Off With Her Head: Nonfiction About The Wives Of Henry VIII
England’s King Henry VIII may have gone down in history for his book-smarts, athletic ability, and charismatic ambition…if it weren’t for his knack for marrying, then getting rid of, a series of unfortunate women. His obsession with ensuring his family’s legacy through the birth of sons wound up being his undoing, as he’s best remembered now as a sort of tragic Bluebeard figure. History has also been kinder than he ever was to the six women unfortunate enough to have found themselves as his wives. These six recent nonfiction works examine who these women were, both inside and outside of their doomed marriages to the notorious King.

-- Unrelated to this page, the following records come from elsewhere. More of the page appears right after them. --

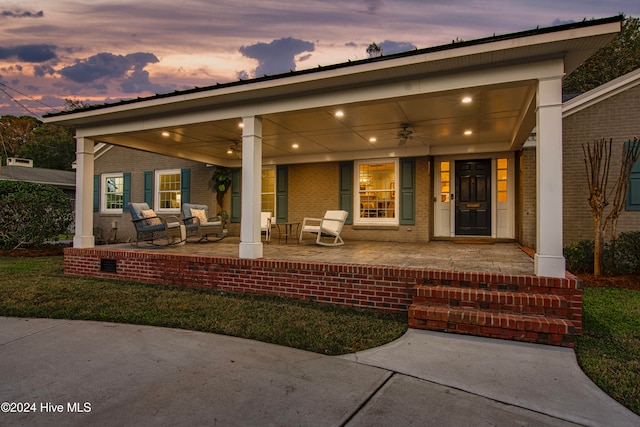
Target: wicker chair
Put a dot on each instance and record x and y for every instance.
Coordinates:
(151, 228)
(200, 225)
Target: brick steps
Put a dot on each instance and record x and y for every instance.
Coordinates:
(524, 313)
(520, 327)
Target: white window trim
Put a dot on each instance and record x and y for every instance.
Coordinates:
(103, 192)
(156, 191)
(357, 220)
(275, 190)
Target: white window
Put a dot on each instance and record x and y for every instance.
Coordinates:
(167, 191)
(112, 199)
(268, 196)
(376, 192)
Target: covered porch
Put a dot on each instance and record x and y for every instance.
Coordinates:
(469, 288)
(461, 256)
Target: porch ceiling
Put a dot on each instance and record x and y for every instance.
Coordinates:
(438, 122)
(422, 90)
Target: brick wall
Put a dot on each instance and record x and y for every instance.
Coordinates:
(527, 197)
(119, 159)
(313, 189)
(617, 117)
(383, 288)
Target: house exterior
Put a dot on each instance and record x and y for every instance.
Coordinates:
(415, 146)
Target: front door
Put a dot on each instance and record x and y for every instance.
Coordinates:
(473, 197)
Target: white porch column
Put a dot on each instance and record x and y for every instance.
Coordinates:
(549, 259)
(84, 194)
(250, 242)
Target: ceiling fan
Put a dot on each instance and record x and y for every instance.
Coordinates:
(405, 134)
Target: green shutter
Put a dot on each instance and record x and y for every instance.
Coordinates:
(407, 191)
(96, 193)
(346, 189)
(185, 186)
(148, 188)
(236, 197)
(126, 191)
(633, 196)
(282, 197)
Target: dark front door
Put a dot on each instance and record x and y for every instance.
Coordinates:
(473, 198)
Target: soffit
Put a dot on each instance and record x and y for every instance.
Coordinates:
(202, 125)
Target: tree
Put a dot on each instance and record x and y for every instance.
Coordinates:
(619, 57)
(32, 213)
(374, 50)
(630, 155)
(52, 147)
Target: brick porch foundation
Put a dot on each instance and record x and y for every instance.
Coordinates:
(525, 308)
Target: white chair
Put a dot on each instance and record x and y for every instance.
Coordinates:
(265, 225)
(328, 227)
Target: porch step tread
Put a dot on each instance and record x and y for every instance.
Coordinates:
(485, 322)
(488, 299)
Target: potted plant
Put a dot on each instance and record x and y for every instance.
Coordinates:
(221, 181)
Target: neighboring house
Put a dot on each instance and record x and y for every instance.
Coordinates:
(611, 111)
(416, 146)
(23, 170)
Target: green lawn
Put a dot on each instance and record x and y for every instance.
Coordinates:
(36, 287)
(608, 351)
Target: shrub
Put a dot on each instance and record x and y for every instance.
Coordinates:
(32, 213)
(579, 256)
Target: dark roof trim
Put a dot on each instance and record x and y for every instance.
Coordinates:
(450, 46)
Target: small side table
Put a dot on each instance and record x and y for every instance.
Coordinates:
(286, 230)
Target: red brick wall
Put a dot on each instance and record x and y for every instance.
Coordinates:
(384, 288)
(618, 118)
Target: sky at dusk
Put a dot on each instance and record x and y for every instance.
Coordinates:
(98, 51)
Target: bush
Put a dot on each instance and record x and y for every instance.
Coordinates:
(31, 213)
(626, 250)
(579, 256)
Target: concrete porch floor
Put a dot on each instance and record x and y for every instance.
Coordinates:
(505, 258)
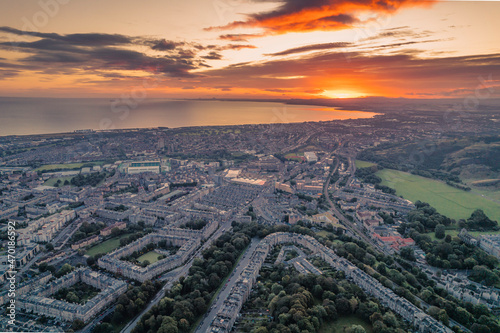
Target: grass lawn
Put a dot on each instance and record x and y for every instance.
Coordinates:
(449, 201)
(151, 256)
(68, 166)
(338, 325)
(295, 157)
(52, 181)
(455, 232)
(363, 164)
(65, 166)
(106, 246)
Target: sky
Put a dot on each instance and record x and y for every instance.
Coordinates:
(250, 49)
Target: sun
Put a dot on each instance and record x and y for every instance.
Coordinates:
(342, 94)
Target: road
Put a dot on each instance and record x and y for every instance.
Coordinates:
(174, 275)
(88, 328)
(224, 292)
(353, 229)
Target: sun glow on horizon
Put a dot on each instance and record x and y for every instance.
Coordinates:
(342, 94)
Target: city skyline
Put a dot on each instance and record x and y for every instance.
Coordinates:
(250, 49)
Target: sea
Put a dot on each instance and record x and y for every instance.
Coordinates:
(28, 116)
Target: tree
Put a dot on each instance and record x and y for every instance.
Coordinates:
(356, 329)
(72, 298)
(407, 253)
(90, 261)
(479, 220)
(440, 231)
(65, 269)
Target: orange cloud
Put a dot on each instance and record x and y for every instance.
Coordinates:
(312, 15)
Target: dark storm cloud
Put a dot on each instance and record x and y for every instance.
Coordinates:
(56, 53)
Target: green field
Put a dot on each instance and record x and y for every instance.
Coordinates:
(106, 246)
(52, 181)
(295, 157)
(449, 201)
(339, 325)
(363, 164)
(151, 256)
(68, 166)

Wife #1: Katherine of Aragon
Sister Queens: The Noble, Tragic Lives of Katherine of Aragon and Juana, Queen of Castile by Julia Fox
Katherine of Aragon came from a family of Spanish royals, including her sister Juana, who would marry Philip of Burgundy. This first dual biography reveals these queens as flesh-and-blood women—equipped with character, intelligence, and conviction—who are worthy historical figures in their own right. Ousted from the positions of power and influence they had been groomed for and separated from their children, Katherine and Juana each turned to their rich and abiding faith and deep personal belief in their family’s dynastic legacy to cope with their enduring hardships.
Wife #2: Anne Boleyn
The Creation of Anne Boleyn: A New Look at England’s Most Notorious Queen by Susan Bordo
Part biography, part cultural history, this is a fascinating reconstruction of Anne’s life and an illuminating look at her afterlife in the popular imagination. Why is Anne so compelling? Why has she inspired such extreme reactions? What did she really look like? And perhaps the most provocative questions concern Anne’s death more than her life. How could Henry order the execution of a once beloved wife? Drawing on scholarship and critical analysis, Susan Bordo probes the complexities of one of history’s most infamous relationships.
Wife #3: Jane Seymour
Jane Seymour: Henry VIII’s True Love by Elizabeth Norton
While most of Henry VIII’s wives are the subject to numerous biographies, this work is the first work dedicated entirely to Jane Seymour. Often portrayed as meek and mild, this work suggests the real Jane was a very different character, demure and submissive yet with a ruthless streak. From the lowliest origins of any of Henry’s wives, her rise shows an ambition every bit as great as that of Anne Boleyn’s.
Wife #4: Anne of Cleves
Anne of Cleves: Henry VIII’s Discarded Bride by Elizabeth Norton
Anne of Cleves is often portrayed as a stupid and comical figure. The real Anne was both intelligent and practical, ensuring that, whilst she was queen for the shortest period, she was the last of all Henry VIII’s wives to survive. After only seven months of marriage, Henry was desperate to rid himself of Anne of Cleves, which, combined with her cleverness, left her with one of the biggest divorce settlements in English history. As this biography outlines, she led a dramatic and often dangerous life but, for all this, of Henry VIII’s six wives, she is truly the wife that survived.
Wife #5: Catherine Howard
Young and Damned and Fair: The Life of Catherine Howard, Fifth Wife of King Henry VIII by Gareth Russell
Unlike previous accounts of Catherine Howard’s life, which portray her as a naïve victim of an ambitious family, this compelling and authoritative biography reexamines her motives and shows her in her context. By illuminating Catherine’s entwined upstairs/downstairs worlds as well as societal tensions beyond the palace walls, the author offers a fascinating portrayal of court life in the sixteenth century and a fresh analysis of the forces beyond Catherine’s control that led to her execution.
Wife #6: Katherine Parr
Katherine the Queen: The Remarkable Life of Katherine Parr by Linda Porter
The general perception of Katherine Parr is that she was a provincial nobody who became queen of England because the king needed a matronly consort to nurse him as his health declined. Yet the real Katherine Parr was attractive, passionate, ambitious and highly intelligent. Twice widowed, held hostage by the northern rebels during the great uprising of 1536–37, her life had been dramatic even before she became queen. It would remain so after Henry’s death, when she hastily and secretly married her old flame, the rakish Sir Thomas Seymour. This is the first full-scale, accessible biography of this fascinating woman who was, in reality, one of the most influential and active queen consorts in English history.